Elke cylinder 22, 22', 221' is bevestigd aan een thermokoppel 28, dat in staat is om de gehele rol aan het buitenoppervlak daarvan te verhitten. De hoeveelheid warmte, welke wordt toegevoerd is tevens voldoende om de flens van de bekers te verhitten, welke uit polypropeen of andere complexe kunststofmaterialen kunnen zijn vervaardigd, die bij middelmatige temperaturen niet voldoende deformeerbaar zijn.
Zoals blijkt uit fig. 3, zijn de hartlijnen van de rollen bij deze stellen symmetrisch gelegen en wel op een afstand van elkaar, die kan worden ingesteld door middel van heugelregulators 32 en op een zodanige wijze, dat de drie stapels bekers 21 zijn gecentreerd. De rotatie van de verhittingscylinders 22, 22', 22'' veroorzaakt, dat de gehele beker om zijn eigen longitudinale hartlijn roteert, zodat het kontaktpunt tussen de schroefdraden van de drie rollen en de flens 35 van de beker continu verandert, en derhalve de gehele flens tegen de tijd, dat de beker de schroef zonder eind verlaat, is verhit.
Zoals blijkt uit fig. 9, worden bekers 21 aan de afvoer van de uit van schroefdraad voorziene rollen bestaande verwarmingsinrichting verwijderd door middel van een straal van samengeperste lucht uit drie mondstukken 36, die evenwijdig aan de longitudinale hartlijn van de bekers, die van een rand moeten worden voorzien, zijn opgesteld en zijn verbonden met een luchtcompressor, die in de tekening niet is afgebeeld.
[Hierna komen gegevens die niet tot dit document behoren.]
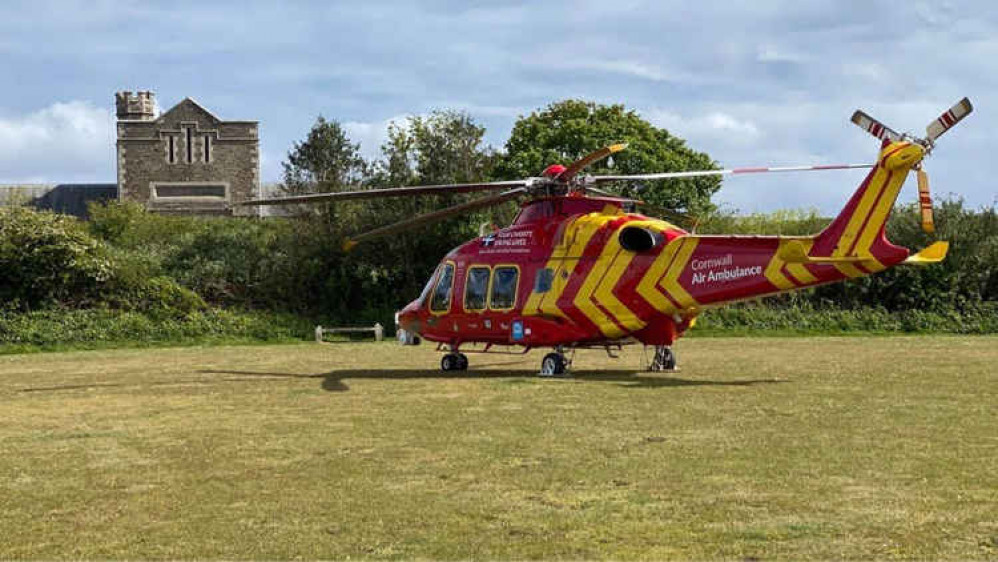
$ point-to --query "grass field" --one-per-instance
(757, 449)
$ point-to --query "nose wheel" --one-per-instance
(454, 362)
(665, 359)
(554, 365)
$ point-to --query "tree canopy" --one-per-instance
(567, 130)
(325, 161)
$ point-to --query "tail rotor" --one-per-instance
(933, 131)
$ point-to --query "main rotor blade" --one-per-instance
(874, 127)
(388, 192)
(731, 172)
(591, 158)
(950, 117)
(435, 216)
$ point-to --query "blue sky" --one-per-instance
(754, 83)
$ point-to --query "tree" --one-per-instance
(325, 161)
(443, 147)
(567, 130)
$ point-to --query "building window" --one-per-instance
(440, 301)
(174, 190)
(503, 293)
(476, 288)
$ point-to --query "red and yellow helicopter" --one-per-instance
(578, 267)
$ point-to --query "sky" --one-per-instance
(760, 83)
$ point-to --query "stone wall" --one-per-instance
(187, 149)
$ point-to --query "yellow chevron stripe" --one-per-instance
(563, 261)
(601, 281)
(876, 185)
(798, 270)
(775, 276)
(648, 286)
(849, 270)
(879, 215)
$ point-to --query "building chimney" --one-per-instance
(138, 106)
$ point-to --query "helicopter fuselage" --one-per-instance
(576, 271)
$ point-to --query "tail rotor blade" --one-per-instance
(948, 119)
(874, 127)
(925, 202)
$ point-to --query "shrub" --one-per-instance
(48, 259)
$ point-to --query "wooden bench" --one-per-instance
(377, 329)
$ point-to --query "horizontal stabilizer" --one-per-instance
(933, 254)
(794, 252)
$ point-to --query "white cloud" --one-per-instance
(772, 53)
(65, 142)
(711, 128)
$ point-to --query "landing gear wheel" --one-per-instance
(553, 365)
(665, 359)
(454, 362)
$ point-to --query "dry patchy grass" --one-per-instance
(758, 448)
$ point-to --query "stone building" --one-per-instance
(186, 160)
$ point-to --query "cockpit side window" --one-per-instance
(429, 286)
(440, 301)
(476, 288)
(503, 293)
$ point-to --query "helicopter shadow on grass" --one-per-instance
(333, 381)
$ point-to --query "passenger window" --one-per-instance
(545, 277)
(503, 296)
(476, 287)
(440, 302)
(429, 286)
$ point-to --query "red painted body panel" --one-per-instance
(596, 290)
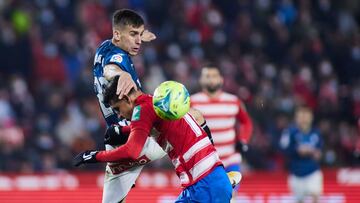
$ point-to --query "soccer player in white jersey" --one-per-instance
(113, 58)
(223, 111)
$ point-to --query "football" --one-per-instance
(171, 100)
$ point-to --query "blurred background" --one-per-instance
(274, 55)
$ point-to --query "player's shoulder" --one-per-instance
(225, 96)
(112, 53)
(145, 101)
(292, 129)
(199, 97)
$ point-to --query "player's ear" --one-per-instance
(221, 80)
(127, 99)
(116, 34)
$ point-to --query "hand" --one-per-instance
(114, 135)
(125, 84)
(147, 36)
(88, 156)
(241, 147)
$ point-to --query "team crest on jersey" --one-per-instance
(116, 58)
(136, 113)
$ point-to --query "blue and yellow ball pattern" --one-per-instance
(171, 100)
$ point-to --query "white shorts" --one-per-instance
(311, 184)
(120, 177)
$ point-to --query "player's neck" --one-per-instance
(212, 95)
(116, 43)
(135, 95)
(304, 129)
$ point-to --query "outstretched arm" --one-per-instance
(199, 118)
(125, 83)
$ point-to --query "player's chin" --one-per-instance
(134, 52)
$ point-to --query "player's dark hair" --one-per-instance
(125, 17)
(110, 91)
(212, 66)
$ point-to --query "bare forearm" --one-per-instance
(110, 71)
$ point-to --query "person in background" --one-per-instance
(302, 146)
(222, 112)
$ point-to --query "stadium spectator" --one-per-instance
(302, 144)
(223, 113)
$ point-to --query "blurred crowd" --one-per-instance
(274, 55)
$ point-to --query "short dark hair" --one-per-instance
(212, 66)
(125, 17)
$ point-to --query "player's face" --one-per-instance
(211, 79)
(129, 38)
(123, 108)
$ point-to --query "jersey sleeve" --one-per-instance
(141, 124)
(287, 142)
(118, 59)
(246, 125)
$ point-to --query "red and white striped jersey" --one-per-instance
(222, 114)
(184, 140)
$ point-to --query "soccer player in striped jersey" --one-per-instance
(113, 58)
(222, 111)
(195, 159)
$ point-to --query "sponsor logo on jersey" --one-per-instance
(116, 58)
(136, 113)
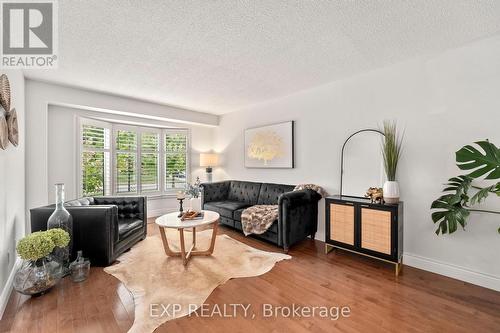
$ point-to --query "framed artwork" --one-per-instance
(270, 146)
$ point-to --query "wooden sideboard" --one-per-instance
(375, 230)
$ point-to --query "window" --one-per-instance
(95, 160)
(175, 160)
(126, 158)
(144, 160)
(150, 151)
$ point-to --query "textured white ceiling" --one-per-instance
(219, 56)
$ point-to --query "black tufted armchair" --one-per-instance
(297, 210)
(103, 227)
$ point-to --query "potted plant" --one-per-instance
(453, 208)
(194, 190)
(391, 152)
(38, 273)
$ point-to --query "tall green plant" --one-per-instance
(454, 207)
(391, 148)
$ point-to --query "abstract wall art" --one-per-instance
(270, 146)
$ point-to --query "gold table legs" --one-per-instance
(397, 265)
(191, 252)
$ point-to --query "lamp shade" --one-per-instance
(209, 159)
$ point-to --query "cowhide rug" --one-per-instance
(154, 278)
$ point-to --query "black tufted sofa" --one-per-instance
(103, 227)
(297, 214)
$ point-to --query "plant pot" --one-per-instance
(195, 204)
(391, 192)
(35, 278)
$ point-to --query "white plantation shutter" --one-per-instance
(119, 159)
(95, 160)
(126, 161)
(176, 158)
(150, 151)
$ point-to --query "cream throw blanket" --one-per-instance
(257, 219)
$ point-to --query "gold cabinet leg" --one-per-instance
(399, 266)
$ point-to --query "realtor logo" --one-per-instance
(29, 34)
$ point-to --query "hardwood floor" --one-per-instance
(416, 301)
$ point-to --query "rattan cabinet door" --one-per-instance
(376, 230)
(342, 223)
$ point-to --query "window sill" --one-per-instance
(161, 196)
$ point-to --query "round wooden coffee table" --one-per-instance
(172, 221)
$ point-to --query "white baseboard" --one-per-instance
(159, 212)
(7, 290)
(453, 271)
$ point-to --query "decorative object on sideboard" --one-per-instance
(5, 92)
(13, 127)
(4, 130)
(62, 219)
(180, 197)
(454, 207)
(194, 190)
(391, 152)
(376, 195)
(38, 273)
(270, 146)
(209, 160)
(9, 130)
(80, 268)
(343, 152)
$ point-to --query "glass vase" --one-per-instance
(35, 278)
(61, 218)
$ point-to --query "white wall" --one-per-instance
(62, 141)
(42, 140)
(444, 102)
(12, 191)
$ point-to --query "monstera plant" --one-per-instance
(454, 207)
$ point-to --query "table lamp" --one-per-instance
(209, 160)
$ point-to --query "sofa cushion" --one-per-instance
(72, 203)
(128, 226)
(237, 222)
(246, 192)
(225, 208)
(269, 193)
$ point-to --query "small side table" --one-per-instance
(172, 221)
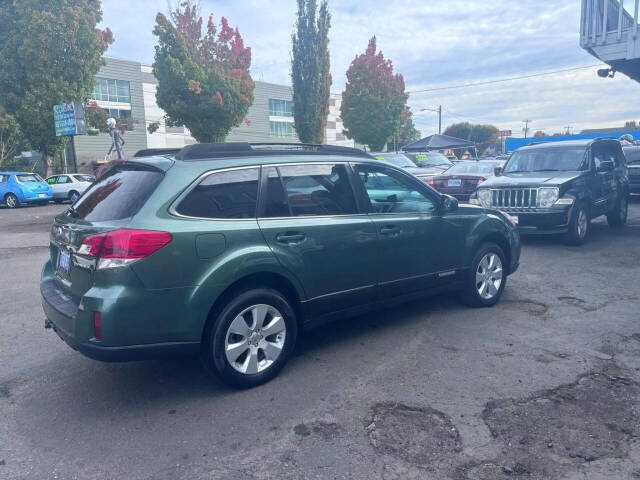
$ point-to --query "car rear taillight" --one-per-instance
(122, 247)
(97, 325)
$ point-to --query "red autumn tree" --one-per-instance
(374, 100)
(204, 81)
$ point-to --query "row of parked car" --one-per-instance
(546, 187)
(20, 188)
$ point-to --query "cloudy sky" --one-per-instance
(434, 44)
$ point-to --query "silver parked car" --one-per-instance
(69, 186)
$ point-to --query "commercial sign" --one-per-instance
(69, 119)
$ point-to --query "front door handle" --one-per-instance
(391, 230)
(291, 238)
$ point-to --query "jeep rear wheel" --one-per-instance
(578, 226)
(618, 217)
(251, 339)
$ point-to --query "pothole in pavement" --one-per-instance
(593, 418)
(527, 306)
(417, 435)
(325, 430)
(489, 470)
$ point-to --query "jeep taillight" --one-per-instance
(122, 247)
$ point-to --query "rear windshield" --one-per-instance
(84, 178)
(119, 194)
(633, 155)
(29, 178)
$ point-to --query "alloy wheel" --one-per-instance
(489, 276)
(255, 339)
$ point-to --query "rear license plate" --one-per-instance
(64, 262)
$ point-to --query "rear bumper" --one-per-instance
(129, 353)
(36, 198)
(67, 316)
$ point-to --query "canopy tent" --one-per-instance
(437, 142)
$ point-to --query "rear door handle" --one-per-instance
(390, 230)
(291, 238)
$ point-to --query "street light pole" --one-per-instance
(526, 127)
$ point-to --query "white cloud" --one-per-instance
(433, 44)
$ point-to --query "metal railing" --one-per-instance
(606, 21)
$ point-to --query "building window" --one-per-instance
(122, 116)
(280, 108)
(281, 129)
(109, 90)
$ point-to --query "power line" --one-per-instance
(490, 82)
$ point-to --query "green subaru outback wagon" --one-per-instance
(230, 250)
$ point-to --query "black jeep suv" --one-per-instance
(559, 187)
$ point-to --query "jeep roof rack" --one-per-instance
(203, 151)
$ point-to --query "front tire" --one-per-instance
(11, 201)
(578, 227)
(251, 339)
(486, 278)
(618, 217)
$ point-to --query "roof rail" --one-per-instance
(200, 151)
(150, 152)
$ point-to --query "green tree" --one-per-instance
(50, 51)
(204, 81)
(408, 132)
(374, 100)
(481, 135)
(310, 71)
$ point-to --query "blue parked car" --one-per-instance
(21, 187)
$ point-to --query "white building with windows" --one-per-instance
(127, 91)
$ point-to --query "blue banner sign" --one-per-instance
(69, 119)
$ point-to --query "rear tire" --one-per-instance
(486, 278)
(618, 217)
(579, 226)
(251, 338)
(11, 201)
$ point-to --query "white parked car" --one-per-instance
(69, 186)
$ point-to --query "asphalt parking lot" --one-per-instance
(544, 385)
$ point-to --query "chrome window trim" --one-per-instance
(196, 182)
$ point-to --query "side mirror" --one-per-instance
(449, 204)
(606, 166)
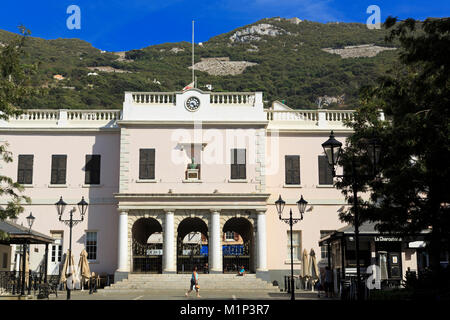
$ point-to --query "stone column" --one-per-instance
(261, 241)
(123, 243)
(215, 243)
(169, 265)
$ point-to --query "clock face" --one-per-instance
(192, 104)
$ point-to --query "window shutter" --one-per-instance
(234, 166)
(325, 173)
(92, 169)
(25, 169)
(147, 164)
(238, 164)
(58, 174)
(292, 169)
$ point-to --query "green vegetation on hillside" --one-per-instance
(291, 67)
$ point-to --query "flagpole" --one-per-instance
(193, 77)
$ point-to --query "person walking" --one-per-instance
(328, 282)
(194, 283)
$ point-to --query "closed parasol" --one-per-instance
(305, 264)
(83, 267)
(69, 272)
(27, 267)
(313, 269)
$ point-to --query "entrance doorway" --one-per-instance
(147, 246)
(192, 246)
(238, 246)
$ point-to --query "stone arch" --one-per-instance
(143, 223)
(189, 254)
(244, 226)
(143, 228)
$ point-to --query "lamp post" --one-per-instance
(82, 207)
(30, 221)
(332, 149)
(301, 205)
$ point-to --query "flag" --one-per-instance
(189, 86)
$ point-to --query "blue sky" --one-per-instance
(119, 25)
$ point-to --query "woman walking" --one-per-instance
(194, 283)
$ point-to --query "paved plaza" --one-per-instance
(179, 295)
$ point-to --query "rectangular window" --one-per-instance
(58, 175)
(146, 163)
(324, 248)
(325, 172)
(91, 245)
(25, 169)
(92, 169)
(5, 260)
(296, 245)
(292, 169)
(238, 164)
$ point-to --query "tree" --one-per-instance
(412, 193)
(14, 89)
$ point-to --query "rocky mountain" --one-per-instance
(291, 60)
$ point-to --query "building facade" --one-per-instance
(176, 164)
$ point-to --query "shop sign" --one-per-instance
(387, 239)
(154, 252)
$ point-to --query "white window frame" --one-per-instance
(96, 244)
(288, 247)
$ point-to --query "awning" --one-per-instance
(417, 244)
(18, 234)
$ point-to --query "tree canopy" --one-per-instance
(411, 191)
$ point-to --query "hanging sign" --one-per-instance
(154, 252)
(389, 239)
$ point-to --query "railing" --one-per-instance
(320, 118)
(153, 97)
(241, 98)
(332, 115)
(63, 117)
(93, 115)
(303, 115)
(32, 114)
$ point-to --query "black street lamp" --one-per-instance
(332, 149)
(30, 221)
(301, 205)
(82, 207)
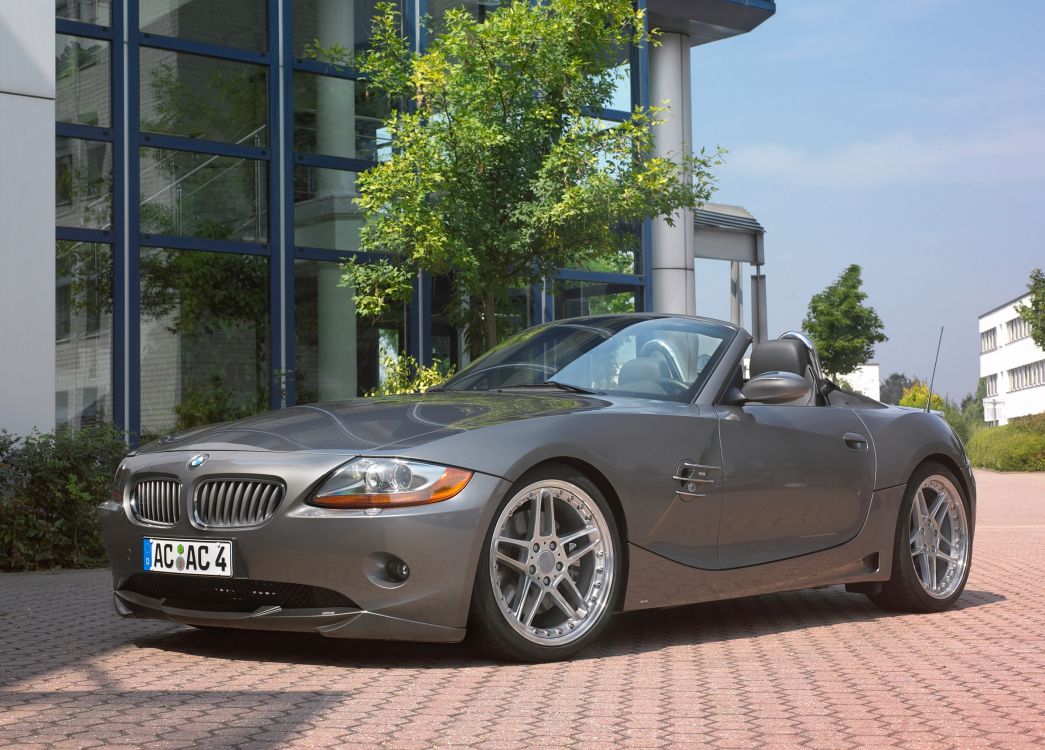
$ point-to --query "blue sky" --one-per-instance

De druk van de lucht in de mondstukken is minimaal, doordat de bekers reeds zijn gescheiden van de rest, welke nog steeds wordt verhit. Deze luchtstralen worden radiaal en in de voortbewegingsrichting, aangegeven door de pijl 20 in fig. 4 zodanig gericht, dat zij zich uitstrekken in de ruimte, welke de bovenste houder 21 van de andere houders, welke worden verhit, scheidt, waardoor binnen de basis van de beker een grotere druk wordt opgewekt dan die, welke aan de buitenzijde van deze basis werkzaam is. Onder invloed van deze luchtdruk treden de bekers 21 de opnemende vormen 49 van de rand-vormingsinrichting binnen, welke, zoals blijkt uit de fig. 1 en 2, uit twee platen 40 en 41 bestaat.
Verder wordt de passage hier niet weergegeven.